SALAMANDRA

Publié le par La Source

 

Salamandra

 

Sur son lit nue, couchée en S, elle avait décidé ce dimanche d'être un caractère d'imprimerie. Sa peau était douce et lisse comme d'un python, brillante comme du plomb fraîchement démoulé. Elle se sentait chef-de-file de tous les mots de la rubrique S des lexiques : saison, sanatorium, serpent, siffleur, Soissons, surprenant, sybarite, etc. mais ce genre de considérations lui importait peu.

 

Lui, elle le confondait avec un charmeur de serpents, ignorant que l'instrument qui fait danser les najas roses n'est pas une flûte mais une variété de hautbois : pour elle, toute anche s'écrivait avec deux h, l'un pour la caresse, l'autre pour le soupir. Les détails étaient son seul plaisir, en cela l'on reconnaissait bien les soucis propres à la féminité...

 

Si l'on songeait à l'invisible qui s'était mêlé à ses cheveux ainsi que mille fouets ou tentacules de gorgone, dont elle enveloppait, bruissante, ses victimes en leur prodiguant d'insoutenables délices, ceux qui la connaissaient bien auraient pu dire qu'elle ressemblait à la Shambleau de Catherine Moore.
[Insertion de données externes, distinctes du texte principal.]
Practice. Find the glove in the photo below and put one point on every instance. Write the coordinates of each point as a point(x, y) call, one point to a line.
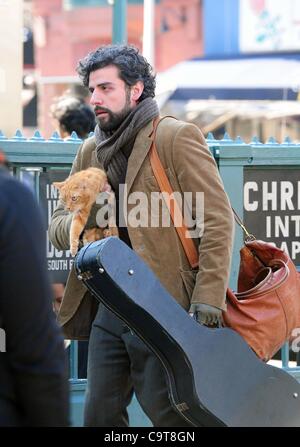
point(206, 314)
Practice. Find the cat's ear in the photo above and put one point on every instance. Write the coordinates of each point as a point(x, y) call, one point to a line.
point(58, 185)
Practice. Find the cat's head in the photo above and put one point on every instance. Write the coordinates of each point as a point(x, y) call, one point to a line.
point(74, 196)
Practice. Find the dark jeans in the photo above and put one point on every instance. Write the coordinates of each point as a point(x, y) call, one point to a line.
point(119, 363)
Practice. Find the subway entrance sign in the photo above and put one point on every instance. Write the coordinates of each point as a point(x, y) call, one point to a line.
point(272, 207)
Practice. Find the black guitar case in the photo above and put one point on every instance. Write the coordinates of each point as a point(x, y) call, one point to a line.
point(214, 378)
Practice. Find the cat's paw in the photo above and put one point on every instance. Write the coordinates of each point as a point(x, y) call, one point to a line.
point(91, 235)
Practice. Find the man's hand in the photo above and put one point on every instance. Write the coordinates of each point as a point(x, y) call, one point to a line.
point(206, 314)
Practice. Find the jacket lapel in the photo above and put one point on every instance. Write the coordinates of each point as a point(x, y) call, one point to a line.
point(139, 152)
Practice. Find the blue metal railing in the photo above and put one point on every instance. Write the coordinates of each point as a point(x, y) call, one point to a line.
point(29, 157)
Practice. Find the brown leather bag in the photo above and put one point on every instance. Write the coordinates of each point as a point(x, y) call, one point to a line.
point(266, 308)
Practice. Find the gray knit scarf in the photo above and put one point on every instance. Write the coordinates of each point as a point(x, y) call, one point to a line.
point(113, 150)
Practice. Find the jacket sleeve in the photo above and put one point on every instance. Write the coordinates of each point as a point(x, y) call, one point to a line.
point(59, 228)
point(197, 171)
point(34, 344)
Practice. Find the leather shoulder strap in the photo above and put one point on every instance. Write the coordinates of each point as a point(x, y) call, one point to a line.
point(174, 209)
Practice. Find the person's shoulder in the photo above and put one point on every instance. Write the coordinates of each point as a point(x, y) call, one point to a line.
point(12, 190)
point(169, 126)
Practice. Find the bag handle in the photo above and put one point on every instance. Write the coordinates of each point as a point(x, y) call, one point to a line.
point(174, 209)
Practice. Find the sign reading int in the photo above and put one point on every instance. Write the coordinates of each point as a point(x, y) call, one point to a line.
point(272, 207)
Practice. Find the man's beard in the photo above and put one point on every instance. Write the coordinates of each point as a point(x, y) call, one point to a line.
point(114, 119)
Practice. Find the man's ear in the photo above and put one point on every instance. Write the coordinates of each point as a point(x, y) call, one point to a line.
point(136, 91)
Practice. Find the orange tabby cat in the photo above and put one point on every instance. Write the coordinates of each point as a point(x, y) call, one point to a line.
point(79, 193)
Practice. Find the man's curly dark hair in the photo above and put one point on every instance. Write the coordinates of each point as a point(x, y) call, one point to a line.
point(132, 66)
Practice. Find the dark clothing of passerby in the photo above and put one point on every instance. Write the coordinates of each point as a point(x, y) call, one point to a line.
point(33, 379)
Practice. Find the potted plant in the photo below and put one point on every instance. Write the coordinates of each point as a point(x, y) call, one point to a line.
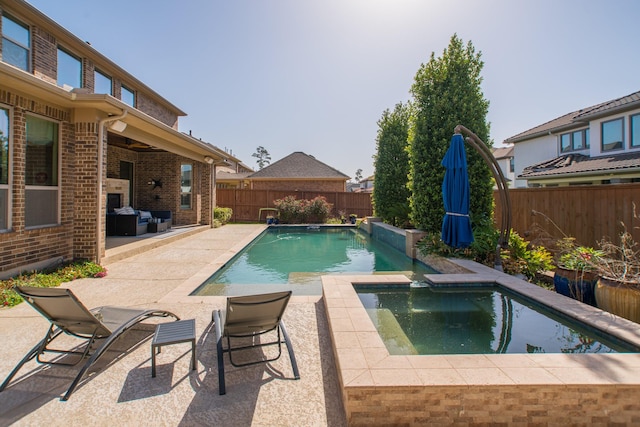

Le même regard vert, pétrifiant ce qu'elle aimait...

 

Quand à ses murmures pendant les nuits amoureuses, ils convoquaient toutes les images de mondes inconnus, tours escaladées de lianes émergeant des eaux, dais de forêts tendus sur des couches à baldaquins aux matelas de mousse, vaisseaux à têtes de dinosaures battant pavillons multicolores et plein de farouches guerriers casqués de cornes, mille visions animées par le son des cornemuses montant à l'assaut de châteaux où trônaient des beautés voilées de tulles, aux seins ravissants et à la langue bifide.

 

Comme les étrangers auraient voulu participer à ces jeux ! Comme le feu de cette salamandre moderne les tourmentait d'insomnies fiévreuses, serpents sifflant sur leurs têtes ainsi que dans la tragédie ! Hélas, c'est à jamais étrangers qu'ils resteraient, loin des territoires où se tordait la flamme interdite, frissonnant dans un langage auquel n'ont accès que les poètes et les dieux.